Hab mir vor ne Woche bei ebay ein 512 MB PC 133  SDRAM Modul gekauft.
Es kam heute und  eigendlich ganz gut, doch beim hochzählen des Arbeitsspeichers zeigt der Rechner nur 256 MB an und wenn ich unter Systemsteuerungen/System schaue steht da au nur 256MB Ram.

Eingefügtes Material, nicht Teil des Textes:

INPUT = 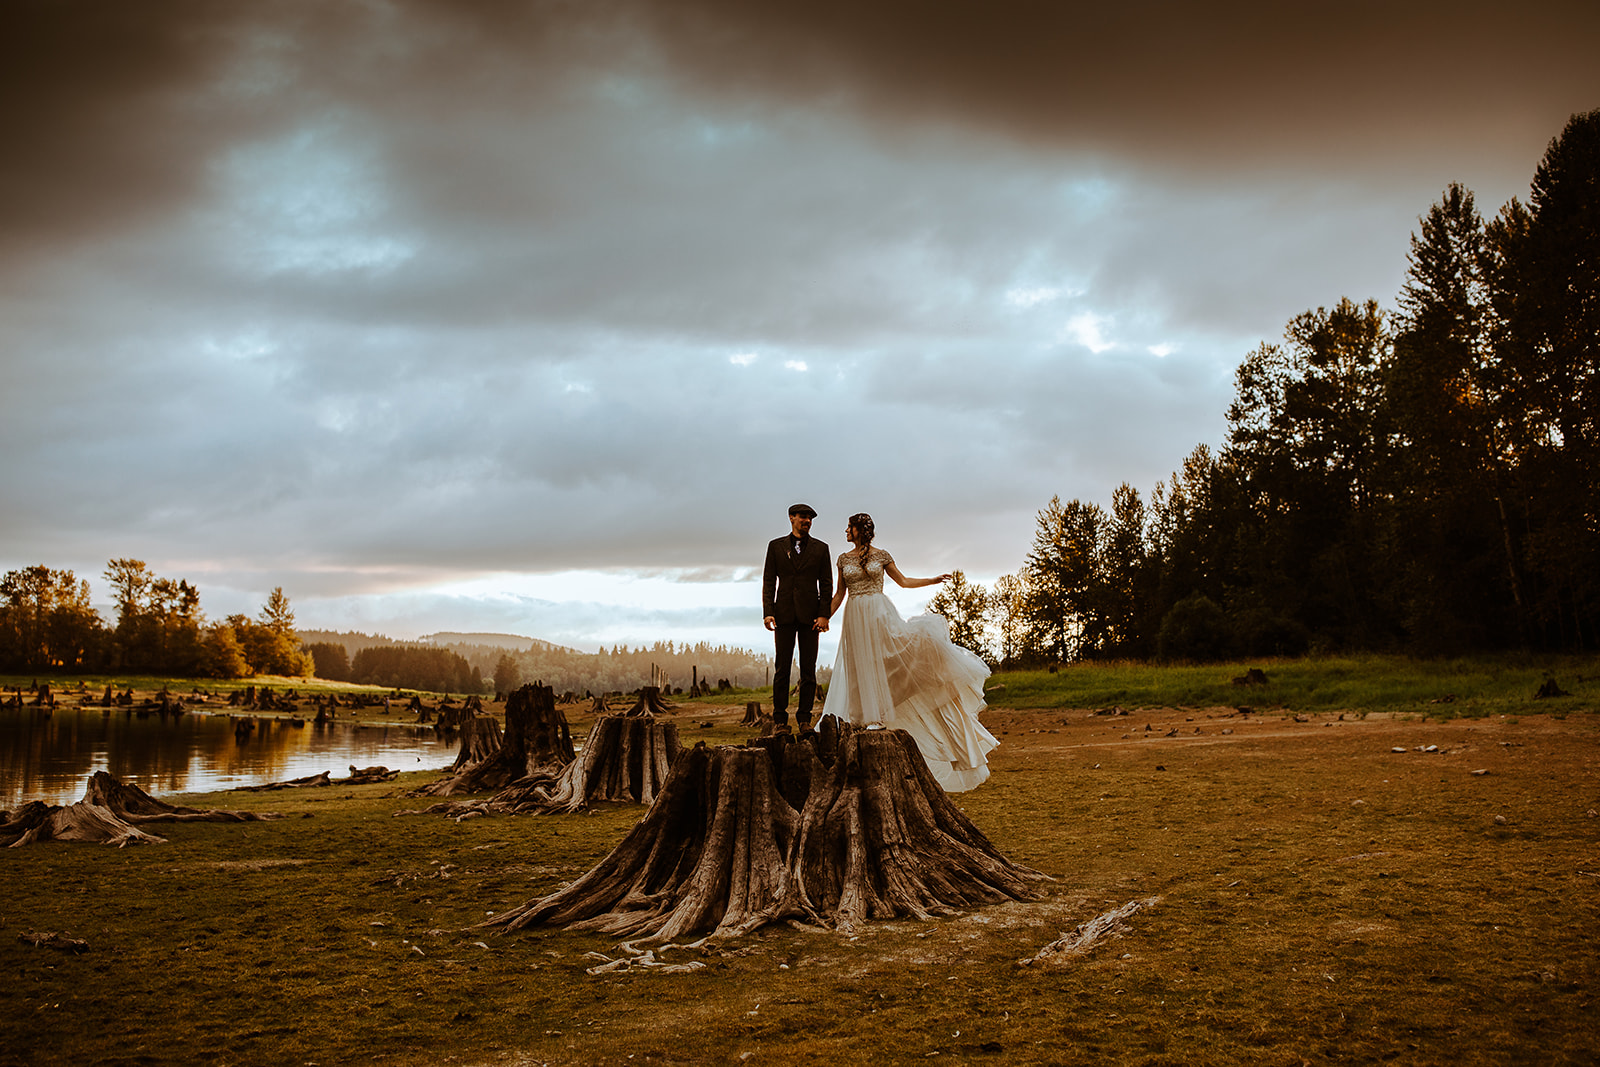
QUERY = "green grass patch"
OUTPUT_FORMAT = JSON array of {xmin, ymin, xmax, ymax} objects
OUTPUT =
[{"xmin": 982, "ymin": 653, "xmax": 1600, "ymax": 718}]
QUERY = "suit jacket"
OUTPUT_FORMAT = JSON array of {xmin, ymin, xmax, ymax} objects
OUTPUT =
[{"xmin": 763, "ymin": 535, "xmax": 833, "ymax": 625}]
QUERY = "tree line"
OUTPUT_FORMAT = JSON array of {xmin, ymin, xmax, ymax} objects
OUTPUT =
[
  {"xmin": 1, "ymin": 560, "xmax": 776, "ymax": 694},
  {"xmin": 485, "ymin": 639, "xmax": 773, "ymax": 697},
  {"xmin": 299, "ymin": 631, "xmax": 771, "ymax": 695},
  {"xmin": 0, "ymin": 559, "xmax": 310, "ymax": 677},
  {"xmin": 930, "ymin": 110, "xmax": 1599, "ymax": 664}
]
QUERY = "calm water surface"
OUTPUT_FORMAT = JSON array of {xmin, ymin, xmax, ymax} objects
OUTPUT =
[{"xmin": 1, "ymin": 705, "xmax": 459, "ymax": 808}]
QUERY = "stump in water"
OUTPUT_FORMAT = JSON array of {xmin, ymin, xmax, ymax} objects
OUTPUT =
[
  {"xmin": 1, "ymin": 772, "xmax": 283, "ymax": 847},
  {"xmin": 413, "ymin": 684, "xmax": 573, "ymax": 796},
  {"xmin": 624, "ymin": 685, "xmax": 673, "ymax": 716},
  {"xmin": 480, "ymin": 722, "xmax": 1048, "ymax": 940}
]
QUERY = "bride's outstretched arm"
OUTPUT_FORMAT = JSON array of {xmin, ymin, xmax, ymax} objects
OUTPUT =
[
  {"xmin": 886, "ymin": 559, "xmax": 951, "ymax": 590},
  {"xmin": 829, "ymin": 559, "xmax": 847, "ymax": 616}
]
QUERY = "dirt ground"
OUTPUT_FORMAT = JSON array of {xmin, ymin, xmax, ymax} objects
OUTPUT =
[{"xmin": 4, "ymin": 694, "xmax": 1598, "ymax": 1066}]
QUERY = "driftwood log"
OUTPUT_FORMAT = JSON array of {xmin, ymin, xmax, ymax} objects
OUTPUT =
[
  {"xmin": 412, "ymin": 684, "xmax": 573, "ymax": 797},
  {"xmin": 479, "ymin": 721, "xmax": 1048, "ymax": 940},
  {"xmin": 1, "ymin": 772, "xmax": 282, "ymax": 847},
  {"xmin": 234, "ymin": 770, "xmax": 333, "ymax": 792},
  {"xmin": 342, "ymin": 765, "xmax": 400, "ymax": 785}
]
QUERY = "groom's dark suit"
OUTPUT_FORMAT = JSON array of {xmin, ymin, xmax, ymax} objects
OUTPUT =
[{"xmin": 762, "ymin": 533, "xmax": 832, "ymax": 727}]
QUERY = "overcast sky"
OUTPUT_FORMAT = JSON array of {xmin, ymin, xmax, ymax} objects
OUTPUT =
[{"xmin": 2, "ymin": 1, "xmax": 1595, "ymax": 656}]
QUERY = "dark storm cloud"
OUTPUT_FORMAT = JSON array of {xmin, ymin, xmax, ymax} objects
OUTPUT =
[
  {"xmin": 1, "ymin": 0, "xmax": 1593, "ymax": 644},
  {"xmin": 625, "ymin": 0, "xmax": 1597, "ymax": 178}
]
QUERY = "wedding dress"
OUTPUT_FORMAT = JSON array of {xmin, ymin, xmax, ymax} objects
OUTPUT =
[{"xmin": 822, "ymin": 546, "xmax": 997, "ymax": 791}]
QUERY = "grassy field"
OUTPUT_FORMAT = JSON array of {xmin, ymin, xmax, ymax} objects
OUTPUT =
[
  {"xmin": 977, "ymin": 653, "xmax": 1600, "ymax": 719},
  {"xmin": 3, "ymin": 661, "xmax": 1598, "ymax": 1065}
]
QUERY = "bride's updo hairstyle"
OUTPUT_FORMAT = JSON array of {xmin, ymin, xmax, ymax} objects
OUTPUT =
[{"xmin": 848, "ymin": 512, "xmax": 875, "ymax": 555}]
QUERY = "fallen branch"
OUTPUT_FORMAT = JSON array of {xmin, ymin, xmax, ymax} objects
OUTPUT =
[
  {"xmin": 19, "ymin": 931, "xmax": 89, "ymax": 953},
  {"xmin": 1016, "ymin": 897, "xmax": 1162, "ymax": 966}
]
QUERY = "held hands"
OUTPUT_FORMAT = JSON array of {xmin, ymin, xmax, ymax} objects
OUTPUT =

Nun meine Frage wie kann ich feststellen ob es auch wirklich ein 256 MBRam Modul ist?


----------



## Sergo (7. Mai 2004)

Wenn du mehr über dein PC wissen willst und ihn mal richtig schneller und aufräumen möchtest, dann eigne dir DAS irgendwie an und du wirst begeistert sein 

Benütze Tune Up schon lange, ein richtig gutes Programm! Kann ich nur weiterempfehlen!


----------



## ZweiA (8. Mai 2004)

Hi 
Bau den Ramblock einfach mal aus, normalerweise steht die Ram anzahl auf einem der eingelöteten chips "bei meinem Block is es so" ein kleiner aufkleber ist manchmal auch vorhanden, aber ob die Zahlen auf dem Aufkleber echt sind, weis man auch nicht, jeder könnte schließlich so einen aufkleber herstellen.

Mfg: ZweiA


----------